For all the buzz surrounding the need for greater agility, networks remain stubbornly difficult to manage. While we’ve clearly seen advances in software-defined networking (SDNs), the vast majority of network administrators don’t have the programming skills needed to manage an SDN environment, even if they could figure out how to deploy and maintain one.

Stepping into the void that currently exists between proponents of greater IT agility and networking, Brocade today unveiled a Brocade Workflow Composer application for automating the management of multiple networks.
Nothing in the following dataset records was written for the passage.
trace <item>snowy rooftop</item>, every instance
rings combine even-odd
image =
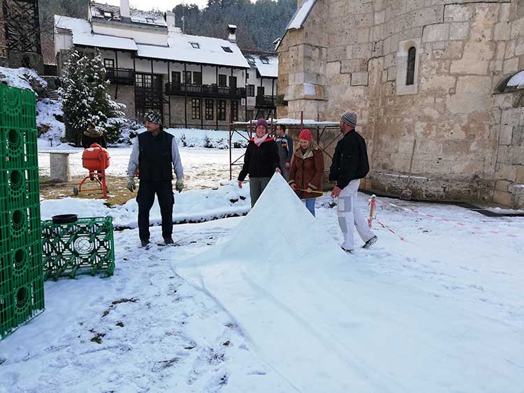
[[[256,56],[254,57],[256,69],[261,76],[264,77],[278,77],[278,57]]]
[[[102,4],[101,3],[91,3],[90,10],[93,17],[103,18],[106,20],[121,21],[120,8],[117,6],[110,6],[109,4]],[[163,15],[161,13],[142,11],[131,8],[130,13],[131,22],[134,23],[143,23],[162,27],[167,27],[166,20],[163,19]]]
[[[151,59],[249,68],[238,46],[226,40],[173,31],[168,38],[168,46],[137,45],[133,38],[93,34],[85,20],[54,15],[54,24],[57,28],[72,32],[75,45],[135,50],[138,56]]]
[[[316,3],[316,0],[305,0],[302,3],[302,6],[300,6],[300,8],[295,13],[295,15],[291,18],[291,21],[287,26],[286,30],[302,27]]]

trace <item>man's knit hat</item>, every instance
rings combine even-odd
[[[144,120],[146,121],[150,121],[151,123],[157,123],[157,124],[162,124],[162,117],[160,115],[160,112],[157,110],[150,110],[144,116]]]
[[[311,135],[311,131],[310,130],[304,128],[300,131],[300,133],[298,135],[298,139],[302,140],[311,140],[313,139],[313,136]]]
[[[347,112],[342,114],[342,119],[350,127],[356,127],[356,113],[354,112]]]
[[[256,127],[259,126],[263,126],[265,127],[265,129],[268,129],[268,122],[265,121],[265,119],[259,119],[259,120],[256,121],[256,126],[255,126],[255,129],[256,129]]]

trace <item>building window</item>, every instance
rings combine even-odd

Rather than relying on an SDN to achieve network agility, Patrick LaPorte, director of marketing for network automation at Brocade, says Brocade is making use of an event-driven platform it gained when it acquired StackStorm earlier this year, as well as open source IT automation software from Puppet, Docker containers and the Python programming language to create an application that network managers can use to reduce the amount of time it takes to provision networks and remediate issues without having to learn how to program.


LaPorte says that Brocade Workflow Composer not only sports open application programming interfaces (APIs) at all levels, it’s extensible beyond the Brocade portfolio of networking equipment. In addition, Brocade has included over 1,900 customizable integration points for popular platforms and applications such as Linux, Windows, vSphere, AWS, Azure, CloudFoundry, OpenStack, Docker, Kubernetes, CoreOS, FireEye, New Relic, Sensu, Splunk, ChatOps, PagerDuty and VictorOps.

SDNs will ultimately be widely deployed across most IT organizations, but it’s going to take a while before they become the default networking environment. In the meantime, many of the goals associated with deploying SDNs can be achieved sooner by relying more on automation tools to eliminate most of the manual processes associated with managing existing networks that are not likely to go away any time soon.